Geneva Conventions refers to the number of meetings and conferences that were held from 1864 to 1949 to arrive at the current laws regarding the protection of human rights and civilians in general. The laws contained in the Geneva Conventions protect those individuals who can no longer sustain the war, including the common citizens.

There are four conventions, which were revised after the Second World War and adopted in 1949. Apart from the common provisions, the Geneva Conventions outline the procedures that combats should follow since some methods are prohibited under the law. In the case of Lebanon, there are provisions that specifically deal with civil wars while others deal with international conflicts.

For the case of international conflicts, the Lebanese military should have invoked the Third Geneva Convention, which talks about the treatment of prisoners of war. The law states that prisoners of war should be provided with some basic needs, such as food, medication, and clothing. Protocol I states that all victims of the war should be protected, irrespective of whether they are soldiers or citizens. Lebanon should have invoked this law in handling the captured Israeli soldiers.

Protocol II is concerned with the protection of victims of war, which is not international meaning that it protects citizens and other individuals who are not engaged in war. The second protocol is closely related to the Fourth Geneva Convention, which protects citizens who do not engage in war. These are some of the provisions of the international humanitarian law that Lebanon violated when engaging in conflicts with Israel. Moreover, the government failed to protect its own citizens from engaging in conflicts that threatened human life.

The second protocol and the fourth convention were not observed. The common customary rules of international law state that those who do not engage in war should be given protection and they need to be treated humanely. Moreover, an individual who surrenders should be allowed to do so without injuring him or her (Forsythe 18). The injured individuals should be given specialized care meaning that the combatants should not neglect prisoners to die.

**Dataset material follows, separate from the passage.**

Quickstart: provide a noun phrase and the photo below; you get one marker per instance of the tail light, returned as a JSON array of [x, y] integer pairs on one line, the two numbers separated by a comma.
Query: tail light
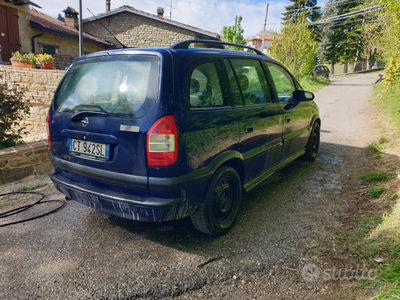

The local and regional mechanisms of dealing with conflicts are almost similar in all parts of the world. States are always encouraged to pursue peace and avoid hostilities meaning that they should always seek global assistance through the UN instead of engaging in conflicts.

The universal declaration of human rights states that the government has the sole responsibility of ensuring that citizens are awarded maximum protection. The state should institute a strong police service and a stable military that has the power to protect citizens, both locally and internationally. For the case of Lebanon, it can be concluded that it failed to provide maximum security to its people since a number of lives were lost through civil conflicts.

Mechanisms Implementing International Humanitarian Law

Implementation of a policy demands political good will and trust from the side of leaders. The law has never been implemented in the international system due to lack of political good will. States are usually inspired by selfish interests meaning that they would do anything to fulfill their ambitions.

In the same way, the government has never considered the law an important aspect as far as protection of lives is concerned. Launching military attacks and waging retaliatory attacks have always been viewed as the best options. In Lebanon, there is no domestic law that forces the state to observe the international codes of conducts. This gives aggressors a blank check.

Works Cited

Forsythe, David. The humanitarians: the International Committee of the Red Cross. Cambridge, UK: Cambridge University Press, 2005.

Little, Douglas. “His Finest Hour? Eisenhower, Lebanon, and the 1958 Middle East Crisis.” Diplomatic History, 20.1 (1996): 27–54.

McCoubrey, Hilaire. International Humanitarian Law. Aldershot, UK: Ashgate Publishing, 1999.

Ovendale, Ritchie. “Great Britain and the Anglo-American Invasion of Jordan and Lebanon in 1958.” The International History Review, 16.2 (1994): 284–304. Print.

Qubain, Fahim. Crisis in Lebanon. Washington, DC: Middle East Institute, 1961. Print.